Part of the problem is the labor force itself. Jobs remain highly segregated. In the six major occupational fields, 75 to 80 percent of workers are the same sex, she said. Typically male-dominated categories the study developed—such as engineering, farming, and factory work—pay more than female-dominated fields such as nursing, administrative support, and food service. Those fields with greater pay equity tend to be either unionized or civil service jobs.

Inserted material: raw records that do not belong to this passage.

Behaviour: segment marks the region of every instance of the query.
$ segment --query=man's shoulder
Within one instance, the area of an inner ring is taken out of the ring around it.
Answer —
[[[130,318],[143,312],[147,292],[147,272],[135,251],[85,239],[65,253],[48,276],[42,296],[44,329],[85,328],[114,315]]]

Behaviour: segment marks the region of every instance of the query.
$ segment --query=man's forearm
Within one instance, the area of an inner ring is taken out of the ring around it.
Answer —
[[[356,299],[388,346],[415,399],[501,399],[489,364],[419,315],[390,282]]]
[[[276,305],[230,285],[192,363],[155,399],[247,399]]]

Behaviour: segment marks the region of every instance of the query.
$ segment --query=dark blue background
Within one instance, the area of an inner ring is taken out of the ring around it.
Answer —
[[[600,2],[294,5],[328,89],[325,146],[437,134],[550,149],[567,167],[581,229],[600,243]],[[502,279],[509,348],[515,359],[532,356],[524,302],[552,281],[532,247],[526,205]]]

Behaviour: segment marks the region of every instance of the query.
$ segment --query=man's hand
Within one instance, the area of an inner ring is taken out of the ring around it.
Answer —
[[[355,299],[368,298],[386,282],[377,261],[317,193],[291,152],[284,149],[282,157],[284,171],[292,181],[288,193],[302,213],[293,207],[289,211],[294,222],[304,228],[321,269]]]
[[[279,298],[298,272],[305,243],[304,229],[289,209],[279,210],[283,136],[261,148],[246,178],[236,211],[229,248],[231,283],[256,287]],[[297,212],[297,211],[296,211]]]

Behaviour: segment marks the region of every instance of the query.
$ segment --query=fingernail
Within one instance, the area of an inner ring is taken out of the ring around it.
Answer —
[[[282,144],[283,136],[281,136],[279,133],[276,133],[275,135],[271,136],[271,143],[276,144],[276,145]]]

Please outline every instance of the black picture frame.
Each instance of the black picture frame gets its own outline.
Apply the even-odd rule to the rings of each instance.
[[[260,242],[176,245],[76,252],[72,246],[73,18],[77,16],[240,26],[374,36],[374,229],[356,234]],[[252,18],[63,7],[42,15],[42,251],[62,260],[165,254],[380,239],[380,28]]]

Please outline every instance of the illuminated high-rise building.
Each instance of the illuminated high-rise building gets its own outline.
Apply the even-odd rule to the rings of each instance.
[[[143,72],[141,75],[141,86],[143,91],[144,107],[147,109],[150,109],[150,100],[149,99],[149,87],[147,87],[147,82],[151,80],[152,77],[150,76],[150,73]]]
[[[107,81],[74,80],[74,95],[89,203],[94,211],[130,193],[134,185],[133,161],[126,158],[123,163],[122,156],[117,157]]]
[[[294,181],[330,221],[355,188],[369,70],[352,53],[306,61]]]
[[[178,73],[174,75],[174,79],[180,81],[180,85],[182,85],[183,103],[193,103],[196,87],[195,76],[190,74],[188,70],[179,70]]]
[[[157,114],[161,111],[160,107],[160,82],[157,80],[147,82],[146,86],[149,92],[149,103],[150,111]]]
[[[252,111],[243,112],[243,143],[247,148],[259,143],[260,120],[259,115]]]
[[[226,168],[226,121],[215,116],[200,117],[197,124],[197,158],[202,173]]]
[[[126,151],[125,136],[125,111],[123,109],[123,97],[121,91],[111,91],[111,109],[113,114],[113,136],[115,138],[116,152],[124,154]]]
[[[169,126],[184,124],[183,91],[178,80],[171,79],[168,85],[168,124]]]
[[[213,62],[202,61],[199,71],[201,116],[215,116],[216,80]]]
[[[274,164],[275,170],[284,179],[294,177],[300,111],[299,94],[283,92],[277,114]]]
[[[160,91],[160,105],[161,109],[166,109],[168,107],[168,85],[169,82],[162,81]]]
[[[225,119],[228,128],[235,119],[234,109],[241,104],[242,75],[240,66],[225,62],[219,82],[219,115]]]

Also, low-wage earners are largely female, Hartmann noted. Of all workers who work every year and earn $15,000 or less on average per year (8.3 percent of the total workforce), 90 percent are women. But women are affected at every level. Even for those who hold full-time, professional or management jobs, the glass ceiling still caps their earnings: They average $51,085 versus $74,877 for men in these fields. For men, the opposite is true: They earn more than women whatever their careers, often with less education.
While progress has been made over the years, the current gap continues to have far-reaching and profound consequences for the entire country. Single women are raising families on earnings well below the poverty threshold.
Hartmann suggested better enforcement of equal employment policies and more family-friendly work polices such as paid parental leave and subsidized child care. More career-track, part-time jobs could help women to increase their earnings as well. But getting to parity also involves a new way of thinking about gender roles in our society, she offered.
“We need to eliminate the double standard in parenting,” she said. “Men seem to be glorified for anything they do, while women are held to a higher standard.”